Over the last several months, there have been a number of important shifts happening in my business. Some are perfectly normal and comfortable and leave me wondering why I haven’t always done things this way; others, quite frankly, scare the bejeebus out of me. Through all of it, I’ve found myself caught up in wishing – feeling like I need to overhaul my office, my internal processes, even the way I market the studio. This morning, what I realized I hadn’t been doing at all was taking time to actually appreciate what I’ve spent the last five years building. And I wondered: hokey as the thought may seem, what would it look like if I spent less time constantly wishing things were different, and spent some time simply loving what is?
As independent professionals, we spend a lot of time learning. We read books, articles, blogs, all by people calling themselves experts, all proposing some new way that we need to do things in order to succeed. But how often do we really listen to ourselves? How often do we sit back, really look at where we are, and trust that we know what to do? And frankly, when everyone who owns an independent service business (and trust me, I count among that number) is writing all these articles trying to prove that they’re an “expert” in something, how do we figure out who to listen to and who to ignore?
I’m beginning to think the answer lies in shutting down the noise – at least for a little while – and going back into ourselves. I think we need to start with what we do know, and then worry about what to add to that knowledge. I think that we need to trust that we’re enough.

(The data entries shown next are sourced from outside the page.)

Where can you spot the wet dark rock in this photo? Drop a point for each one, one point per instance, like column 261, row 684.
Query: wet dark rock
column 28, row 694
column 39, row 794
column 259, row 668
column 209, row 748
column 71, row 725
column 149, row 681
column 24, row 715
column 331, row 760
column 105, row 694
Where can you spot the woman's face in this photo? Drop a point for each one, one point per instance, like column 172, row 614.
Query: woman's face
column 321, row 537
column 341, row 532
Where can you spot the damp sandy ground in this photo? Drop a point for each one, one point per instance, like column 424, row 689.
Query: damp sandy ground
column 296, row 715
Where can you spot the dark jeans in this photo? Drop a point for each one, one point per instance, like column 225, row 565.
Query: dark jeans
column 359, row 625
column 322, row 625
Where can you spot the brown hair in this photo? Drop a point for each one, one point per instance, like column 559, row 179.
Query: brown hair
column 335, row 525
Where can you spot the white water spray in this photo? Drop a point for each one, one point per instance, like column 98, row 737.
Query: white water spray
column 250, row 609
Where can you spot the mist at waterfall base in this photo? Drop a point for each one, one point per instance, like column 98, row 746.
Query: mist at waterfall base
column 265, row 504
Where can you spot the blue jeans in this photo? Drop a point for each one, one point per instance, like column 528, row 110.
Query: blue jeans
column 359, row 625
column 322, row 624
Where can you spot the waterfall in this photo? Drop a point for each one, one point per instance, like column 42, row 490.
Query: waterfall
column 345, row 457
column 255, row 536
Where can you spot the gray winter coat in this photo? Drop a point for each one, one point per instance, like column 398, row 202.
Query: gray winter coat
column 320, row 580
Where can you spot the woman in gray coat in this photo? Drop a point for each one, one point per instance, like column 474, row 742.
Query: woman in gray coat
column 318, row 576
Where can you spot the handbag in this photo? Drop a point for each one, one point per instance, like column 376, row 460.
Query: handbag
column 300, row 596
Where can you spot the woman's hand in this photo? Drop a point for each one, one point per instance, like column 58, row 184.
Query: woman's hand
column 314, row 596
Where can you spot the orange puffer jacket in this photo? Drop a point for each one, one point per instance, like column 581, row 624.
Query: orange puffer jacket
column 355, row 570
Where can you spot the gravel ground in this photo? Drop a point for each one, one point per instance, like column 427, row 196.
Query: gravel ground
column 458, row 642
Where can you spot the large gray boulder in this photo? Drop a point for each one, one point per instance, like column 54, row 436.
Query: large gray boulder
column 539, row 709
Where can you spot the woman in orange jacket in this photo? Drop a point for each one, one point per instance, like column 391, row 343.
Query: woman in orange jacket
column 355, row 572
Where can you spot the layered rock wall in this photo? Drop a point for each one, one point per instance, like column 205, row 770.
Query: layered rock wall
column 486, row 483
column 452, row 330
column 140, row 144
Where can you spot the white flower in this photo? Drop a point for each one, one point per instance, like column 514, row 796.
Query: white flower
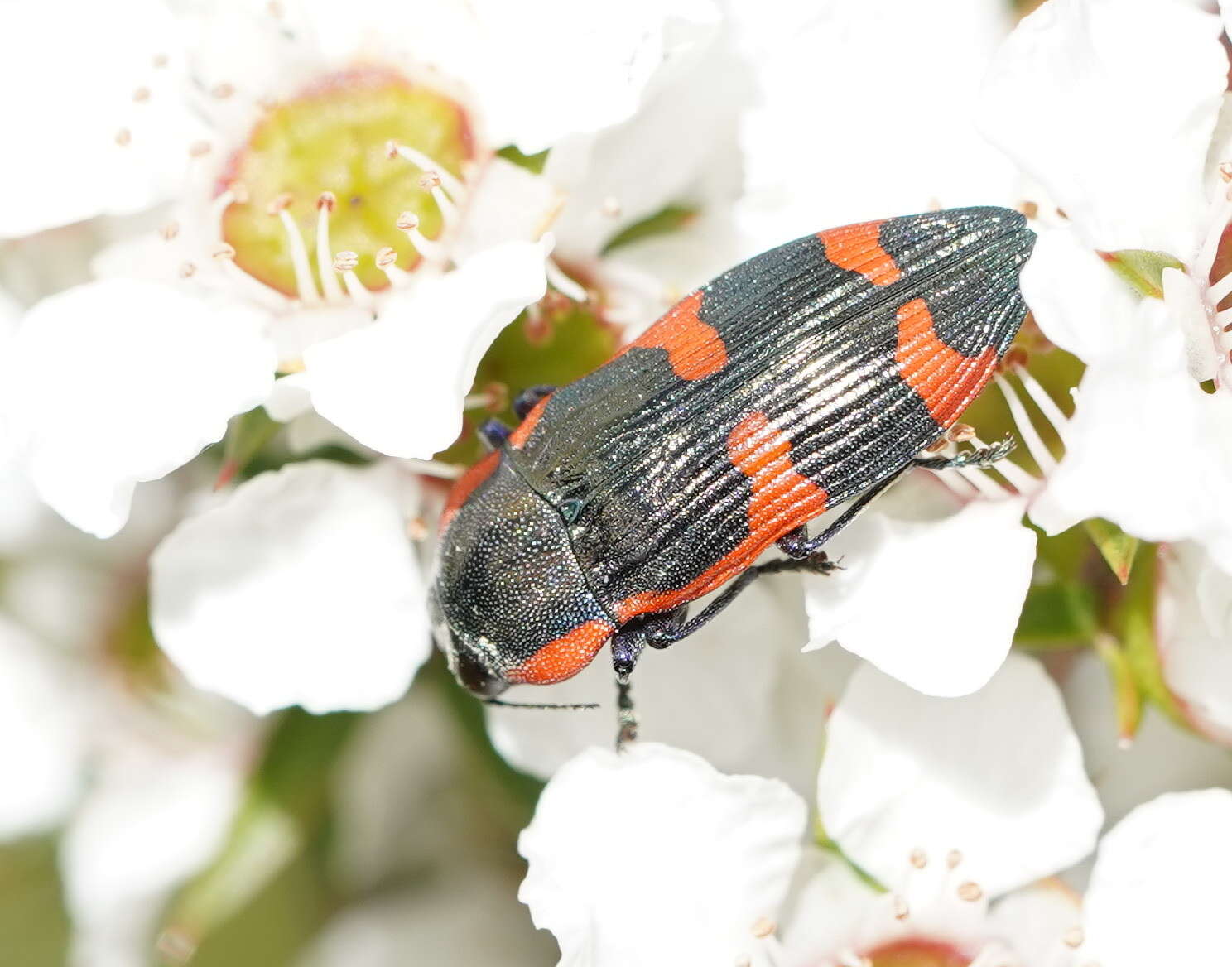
column 956, row 585
column 652, row 858
column 853, row 123
column 389, row 184
column 997, row 777
column 1193, row 628
column 300, row 589
column 739, row 692
column 123, row 381
column 43, row 745
column 1113, row 108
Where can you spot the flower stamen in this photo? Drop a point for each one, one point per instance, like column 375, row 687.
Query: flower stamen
column 325, row 204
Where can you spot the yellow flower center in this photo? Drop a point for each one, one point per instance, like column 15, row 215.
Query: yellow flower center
column 333, row 138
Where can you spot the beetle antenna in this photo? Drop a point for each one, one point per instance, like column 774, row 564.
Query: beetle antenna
column 534, row 705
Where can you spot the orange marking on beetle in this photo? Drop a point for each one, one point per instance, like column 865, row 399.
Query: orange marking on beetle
column 943, row 378
column 565, row 657
column 858, row 249
column 695, row 349
column 466, row 485
column 782, row 499
column 517, row 439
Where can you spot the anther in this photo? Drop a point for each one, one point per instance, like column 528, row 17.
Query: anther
column 970, row 892
column 764, row 926
column 325, row 202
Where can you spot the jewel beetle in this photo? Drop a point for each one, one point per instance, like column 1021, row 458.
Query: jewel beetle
column 806, row 378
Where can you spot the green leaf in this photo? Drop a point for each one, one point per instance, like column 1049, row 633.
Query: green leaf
column 1057, row 616
column 668, row 219
column 247, row 436
column 285, row 808
column 1126, row 694
column 532, row 163
column 1133, row 625
column 1115, row 545
column 1141, row 269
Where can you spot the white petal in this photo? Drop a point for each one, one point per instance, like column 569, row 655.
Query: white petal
column 1037, row 921
column 301, row 589
column 1194, row 626
column 1163, row 757
column 652, row 858
column 398, row 384
column 1159, row 891
column 41, row 754
column 996, row 775
column 709, row 695
column 70, row 94
column 956, row 585
column 853, row 125
column 149, row 822
column 1110, row 105
column 118, row 382
column 681, row 148
column 611, row 55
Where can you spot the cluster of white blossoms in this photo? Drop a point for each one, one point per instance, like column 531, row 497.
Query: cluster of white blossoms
column 307, row 224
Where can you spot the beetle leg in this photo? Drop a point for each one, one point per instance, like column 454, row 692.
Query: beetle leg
column 525, row 401
column 796, row 543
column 979, row 457
column 494, row 434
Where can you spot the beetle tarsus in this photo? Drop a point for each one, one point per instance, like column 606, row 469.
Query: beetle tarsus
column 626, row 719
column 982, row 457
column 527, row 401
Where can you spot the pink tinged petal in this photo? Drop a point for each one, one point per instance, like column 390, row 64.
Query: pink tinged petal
column 997, row 777
column 1159, row 892
column 707, row 695
column 1194, row 626
column 300, row 589
column 118, row 382
column 43, row 740
column 1040, row 923
column 611, row 58
column 652, row 856
column 933, row 637
column 96, row 127
column 1110, row 105
column 851, row 125
column 397, row 386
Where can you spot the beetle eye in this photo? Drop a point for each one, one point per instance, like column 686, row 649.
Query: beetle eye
column 474, row 676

I’ll admit it: I’m feeling a bit stuck lately. Part of the next stage of business development at my studio involves making room for and landing higher-paying jobs, and instead of moving forward, plan in hand, I’ve spent the last couple of days staring at my computer, hitting “Get Mail” over and over again. That, and feeling incredibly guilty, like I’m somehow sabotaging my business with non-productivity.
What causes this? Is it a fear of failure? Is it fear of success? Is it the fact that spring has been threatening to invade New England for a couple of weeks now, but the temperature doesn’t seem to have caught on to this yet?
A little bit of each, I think. But what to do about it?
Looking back at the times I’ve felt this way, I realize that it’s usually a relatively short, passing thing that always precedes something major – and it usually marks the fact that there’s something I’m missing in the path I’m taking. The worst part of this, as an entrepreneur, is feeling like you’re being unproductive, like you should be out *doing* something. But part of owning your own business is making room for creativity and brainstorming, and sometimes that means having a couple of days off while you sort through something that’s sticking you.
And thinking about it some more, I realize that becoming unstuck generally requires two things:
- telling someone you’re feeling stuck (which I’m doing)
- going somewhere quiet, away from technology and all the things you “need” to do, and contemplating what it is you really want from whatever’s sticking you.